A team led by professor Dina Katabi demonstrate a system called MegaMIMO 2.0 that can transfer wireless data more than three times faster than existing systems while also doubling the range of the signal.
The soon-to-be-commercialized system’s key insight is to coordinate multiple access points at the same time, on the same frequency, without creating interference. This means that MegaMIMO 2.0 could dramatically improve the speed and strength of wireless networks, particularly at high-usage events like concerts, conventions and football games.

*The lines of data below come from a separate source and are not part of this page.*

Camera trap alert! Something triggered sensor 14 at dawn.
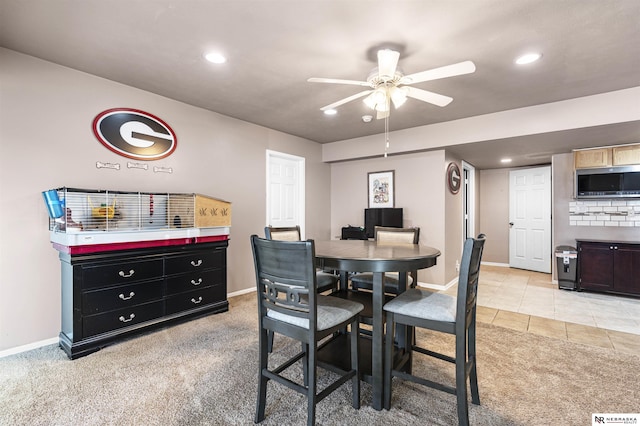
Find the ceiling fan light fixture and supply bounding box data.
[391,86,407,109]
[204,52,227,64]
[362,88,389,111]
[515,52,542,65]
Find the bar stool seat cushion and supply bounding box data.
[267,295,364,331]
[384,289,456,322]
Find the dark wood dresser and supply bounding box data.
[58,239,229,359]
[576,240,640,296]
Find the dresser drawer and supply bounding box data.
[82,259,163,288]
[82,279,164,315]
[165,250,226,275]
[167,269,226,295]
[83,300,164,337]
[166,285,227,315]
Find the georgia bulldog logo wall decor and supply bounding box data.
[92,108,178,161]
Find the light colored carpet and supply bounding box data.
[0,295,640,426]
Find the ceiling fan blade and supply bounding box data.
[378,49,400,81]
[320,90,373,111]
[404,86,453,106]
[400,61,476,84]
[307,77,370,86]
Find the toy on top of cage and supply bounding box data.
[87,196,122,229]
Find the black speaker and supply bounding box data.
[364,208,402,238]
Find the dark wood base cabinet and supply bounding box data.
[577,240,640,296]
[60,240,229,359]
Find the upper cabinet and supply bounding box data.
[573,148,611,169]
[612,144,640,166]
[573,144,640,169]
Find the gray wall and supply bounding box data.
[477,169,510,264]
[0,48,330,350]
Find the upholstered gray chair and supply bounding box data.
[251,235,363,425]
[264,226,340,293]
[384,234,485,425]
[351,226,420,294]
[264,225,340,352]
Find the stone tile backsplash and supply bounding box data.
[569,200,640,227]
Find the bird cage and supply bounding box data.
[43,187,231,233]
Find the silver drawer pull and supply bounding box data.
[118,292,136,300]
[118,314,136,322]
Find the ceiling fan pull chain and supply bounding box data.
[384,115,389,158]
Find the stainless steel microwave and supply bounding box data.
[575,165,640,198]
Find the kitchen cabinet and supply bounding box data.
[612,144,640,166]
[59,240,229,359]
[573,144,640,169]
[577,240,640,296]
[573,148,612,169]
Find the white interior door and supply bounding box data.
[267,150,305,238]
[509,166,552,273]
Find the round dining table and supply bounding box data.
[315,240,440,410]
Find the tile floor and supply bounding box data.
[446,265,640,355]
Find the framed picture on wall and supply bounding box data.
[367,170,395,209]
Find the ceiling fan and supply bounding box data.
[307,49,476,119]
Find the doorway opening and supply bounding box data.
[266,150,305,239]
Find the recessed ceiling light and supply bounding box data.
[516,53,542,65]
[204,52,227,64]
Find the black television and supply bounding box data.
[364,208,402,238]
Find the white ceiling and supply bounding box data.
[0,0,640,168]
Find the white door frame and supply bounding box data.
[462,161,476,241]
[265,149,305,239]
[509,165,553,274]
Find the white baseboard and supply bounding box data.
[0,337,59,358]
[227,287,256,297]
[480,262,511,268]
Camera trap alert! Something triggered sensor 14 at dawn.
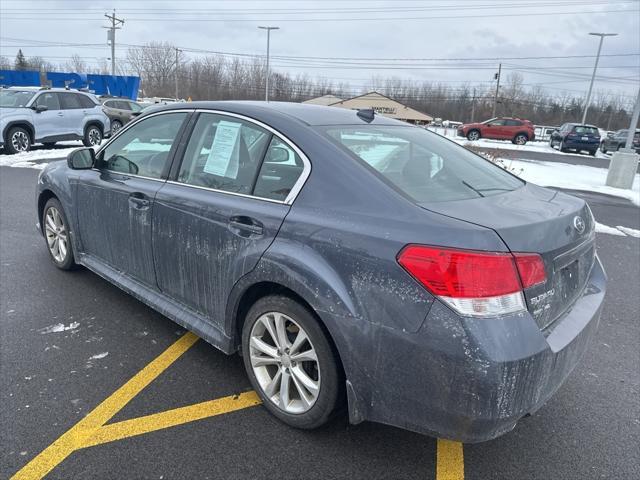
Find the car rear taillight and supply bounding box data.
[398,245,546,317]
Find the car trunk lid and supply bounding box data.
[421,184,595,329]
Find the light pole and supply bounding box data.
[582,32,618,125]
[258,27,280,102]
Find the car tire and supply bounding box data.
[82,123,102,147]
[111,120,122,135]
[513,133,529,145]
[41,198,77,270]
[241,295,341,429]
[467,130,480,142]
[4,127,31,154]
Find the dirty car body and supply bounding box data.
[37,102,605,442]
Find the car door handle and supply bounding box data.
[229,215,264,237]
[129,192,151,210]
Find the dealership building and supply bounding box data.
[303,92,433,125]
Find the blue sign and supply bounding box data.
[0,70,140,100]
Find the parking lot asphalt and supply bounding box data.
[0,167,640,480]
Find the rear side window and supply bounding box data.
[573,125,599,135]
[35,93,60,110]
[178,113,271,195]
[58,93,83,110]
[253,136,304,201]
[504,120,522,127]
[324,125,524,203]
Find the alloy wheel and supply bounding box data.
[249,312,320,414]
[44,207,69,263]
[11,130,30,152]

Experiments found that the system could increase the devices’ data-transfer speed 330 percent.
How MegaMIMO works
The main reason that your smartphone works so speedily is multiple-input multiple-output (MIMO), which means that it uses several transmitters and receivers at the same time. Radio waves bounce off surfaces and therefore arrive at the receivers at slightly different times; devices with multiple receivers, then, are able to combine the various streams to transmit data much faster. For example, a router with three antennas works twice as fast as one with two antennas.
The MIT CSAIL team has a new technique for coordinating multiple transmitters by synchronizing their phases. The team developed special signal-processing algorithms that allow multiple independent transmitters to transmit data on the same piece of spectrum to multiple independent receivers without interfering with each other.
The technology can also be applied cellular networks, meaning that it could solve similar congestion issues for people who actually want to use their phones to make calls. He says the team plans to expand MegaMIMO 2.0 to be able to coordinate dozens of routers at once, which would allow for even faster data-transfer speeds.